Treasure your time with your father. I didn’t make it back in time to say goodbye to my father.
My prayers are with you and your family.
Praying my friend.
Prayers up and be strong. I think your dad would ask that you be prepared to carry on. It’s very important for those of us his age to leave our families as strong as possible at the end.
No problem.
The good people here did the same for me a few weeks ago. I wound up in emergency surgery and IICU.
Awww. I’m so so sorry. Take this opportunity as a blessing (if you can). Prayers up for you for a difficult day.
Will pray, am praying.
The Lord’s will be done.
I pray for your strength and comfort. Please know that the chance to say goodbye, as difficult as it is, is a blessing.
Prayers for you and yours. A good friend once told me we are stronger than we know. They were right.

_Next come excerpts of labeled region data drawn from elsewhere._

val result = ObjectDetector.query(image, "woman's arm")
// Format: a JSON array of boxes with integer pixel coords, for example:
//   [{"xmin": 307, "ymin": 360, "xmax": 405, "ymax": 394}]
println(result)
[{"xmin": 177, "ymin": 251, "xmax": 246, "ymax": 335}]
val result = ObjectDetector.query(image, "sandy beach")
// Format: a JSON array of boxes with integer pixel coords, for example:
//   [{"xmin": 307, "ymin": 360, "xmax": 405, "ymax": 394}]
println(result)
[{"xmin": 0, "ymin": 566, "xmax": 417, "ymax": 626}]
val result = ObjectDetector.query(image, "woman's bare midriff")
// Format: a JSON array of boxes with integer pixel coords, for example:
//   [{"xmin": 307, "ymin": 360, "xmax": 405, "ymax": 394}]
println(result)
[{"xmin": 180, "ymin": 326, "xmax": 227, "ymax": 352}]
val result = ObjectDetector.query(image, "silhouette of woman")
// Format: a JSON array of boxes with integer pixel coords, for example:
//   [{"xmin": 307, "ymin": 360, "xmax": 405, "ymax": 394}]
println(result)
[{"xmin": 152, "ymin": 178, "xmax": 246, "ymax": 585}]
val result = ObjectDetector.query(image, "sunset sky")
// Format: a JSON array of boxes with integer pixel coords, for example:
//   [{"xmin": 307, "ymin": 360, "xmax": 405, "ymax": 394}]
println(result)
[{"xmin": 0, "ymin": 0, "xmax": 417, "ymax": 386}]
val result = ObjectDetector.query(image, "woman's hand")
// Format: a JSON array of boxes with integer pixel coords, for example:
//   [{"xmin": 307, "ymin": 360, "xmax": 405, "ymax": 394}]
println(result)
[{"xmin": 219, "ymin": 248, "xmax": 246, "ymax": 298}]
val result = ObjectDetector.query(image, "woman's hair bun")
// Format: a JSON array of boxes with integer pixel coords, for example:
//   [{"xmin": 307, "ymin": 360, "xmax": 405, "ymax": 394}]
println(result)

Praying for the comfort, wisdom and true revelation of Jesus Christ for you both
I think I understand what you are going through.
When my Dad, and then 11 months later my Mom - lay in
their beds - and I looked at them alive but unconscious -
I knew that it was the last time I would see them alive.
Somehow I just KNEW it. And I was right - both times.
The following nights I got the dreaded 3 AM phone calls -
BOTH times. That was in 2015 and 2016.
I still miss them - but the feeling of loss numbs over time -
and you mostly just remember the good times and laughter.
YOU are in my prayers. Be tough, bear up through it.
It will pass - mostly.
Nothing else I can say.
Prayers! I trust and believe with all my heart that you will share with your father whatever and precisely what is needed, and it will be a blessing to you both!
Thank you, luckystarmom. God Bless you.
Thank you, ealgeone. God Bless you.
Prayer ping
I am sorry to hear you did not make it to see him in time...:-(
You got ‘em.
And don’t worry about your emotions, No one is keeping score.
Thank you, Jon. I will definitely try to keep my composure. God Bless you.